The Bencubbin meteorite and some of its enclaves have been studied in thin section under transmitted light: supporting X-ray diffraction and chemical data have been supplied by the Smithsonian Institution, Washington. These results show the host material to consist of clinoenstatite and a little olivine (both nearly pure magnesian varieties) set in an opaque (cryptocrystalline ?) base, which is, in turn, enclosed in a mesh-work of nickel-iron, of composition equivalent to a hexa-hedrite.
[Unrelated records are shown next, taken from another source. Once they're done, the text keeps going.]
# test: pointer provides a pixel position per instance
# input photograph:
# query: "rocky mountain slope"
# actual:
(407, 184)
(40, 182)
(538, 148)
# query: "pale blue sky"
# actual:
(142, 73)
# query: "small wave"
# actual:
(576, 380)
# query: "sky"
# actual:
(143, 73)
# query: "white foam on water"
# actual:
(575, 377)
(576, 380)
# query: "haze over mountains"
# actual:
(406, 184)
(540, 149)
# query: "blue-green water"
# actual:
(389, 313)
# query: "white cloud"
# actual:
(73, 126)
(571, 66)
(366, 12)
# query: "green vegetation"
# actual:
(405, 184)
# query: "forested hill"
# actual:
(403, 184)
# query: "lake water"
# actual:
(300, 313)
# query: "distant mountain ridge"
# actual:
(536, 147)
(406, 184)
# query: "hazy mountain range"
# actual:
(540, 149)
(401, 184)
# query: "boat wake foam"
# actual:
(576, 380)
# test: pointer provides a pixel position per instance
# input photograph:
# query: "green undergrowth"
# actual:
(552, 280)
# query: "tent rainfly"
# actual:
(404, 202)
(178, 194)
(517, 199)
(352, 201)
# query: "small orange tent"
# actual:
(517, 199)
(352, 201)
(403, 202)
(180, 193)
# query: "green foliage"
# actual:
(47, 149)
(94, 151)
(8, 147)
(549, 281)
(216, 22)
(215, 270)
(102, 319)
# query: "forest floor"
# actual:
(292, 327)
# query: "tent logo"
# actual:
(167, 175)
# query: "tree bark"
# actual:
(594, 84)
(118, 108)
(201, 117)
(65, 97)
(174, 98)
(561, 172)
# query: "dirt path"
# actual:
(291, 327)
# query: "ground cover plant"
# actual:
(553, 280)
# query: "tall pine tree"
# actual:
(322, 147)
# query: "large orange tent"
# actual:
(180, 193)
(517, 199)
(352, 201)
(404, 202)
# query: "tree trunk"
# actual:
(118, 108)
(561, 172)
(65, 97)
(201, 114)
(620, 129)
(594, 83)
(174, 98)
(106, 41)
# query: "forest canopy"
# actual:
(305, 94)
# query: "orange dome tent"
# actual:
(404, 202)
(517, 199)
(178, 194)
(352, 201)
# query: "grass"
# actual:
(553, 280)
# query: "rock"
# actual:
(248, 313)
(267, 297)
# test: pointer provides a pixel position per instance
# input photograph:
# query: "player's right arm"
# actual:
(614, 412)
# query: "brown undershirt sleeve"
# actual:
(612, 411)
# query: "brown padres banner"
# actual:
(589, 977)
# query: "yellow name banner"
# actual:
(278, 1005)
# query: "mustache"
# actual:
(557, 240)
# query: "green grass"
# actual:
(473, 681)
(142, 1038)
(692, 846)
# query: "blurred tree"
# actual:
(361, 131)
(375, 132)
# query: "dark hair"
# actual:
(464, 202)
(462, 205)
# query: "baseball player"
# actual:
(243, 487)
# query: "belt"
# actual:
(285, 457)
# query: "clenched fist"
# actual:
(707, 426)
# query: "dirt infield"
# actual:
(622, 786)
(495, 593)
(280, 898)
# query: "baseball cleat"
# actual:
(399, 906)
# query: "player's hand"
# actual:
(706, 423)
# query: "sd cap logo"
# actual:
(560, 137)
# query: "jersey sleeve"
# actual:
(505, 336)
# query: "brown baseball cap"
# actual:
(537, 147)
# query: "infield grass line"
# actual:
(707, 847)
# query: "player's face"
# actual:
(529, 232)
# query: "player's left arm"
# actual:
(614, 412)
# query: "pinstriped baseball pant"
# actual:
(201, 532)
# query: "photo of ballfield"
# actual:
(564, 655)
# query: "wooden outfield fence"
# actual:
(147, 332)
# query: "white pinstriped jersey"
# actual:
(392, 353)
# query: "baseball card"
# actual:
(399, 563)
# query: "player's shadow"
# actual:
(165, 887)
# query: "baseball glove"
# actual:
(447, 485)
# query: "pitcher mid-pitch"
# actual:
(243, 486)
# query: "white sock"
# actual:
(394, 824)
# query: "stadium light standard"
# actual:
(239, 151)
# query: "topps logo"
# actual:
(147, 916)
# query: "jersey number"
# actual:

Two enclaves are revealed as: an atypical olivine-hypersthene chondrite (in the mode, the olivine is Fa19, and pigeonite takes the place of orthopyroxene, but the chemical analysis is typical except for a small but appreciable carbon content); and an enstatite chondrite displaying crudely formed chondrules (chemically typical, with a small but appreciable carbon content).
The chondrite enclaves are not recrystallized: though Lovering has referred to the first as ‘thermally metamorphosed’, and both are dark coloured, there seems to be little evidence of the effect of the metallic host, which must surely have been molten, on the chondrite enclaves, which seem to have been able to survive in this environment without mineralogical or textural modification.
Lovering has stressed the importance of this meteorite in its bearing on meteorite provenance and genesis, and the further implications of this present study are discussed briefly.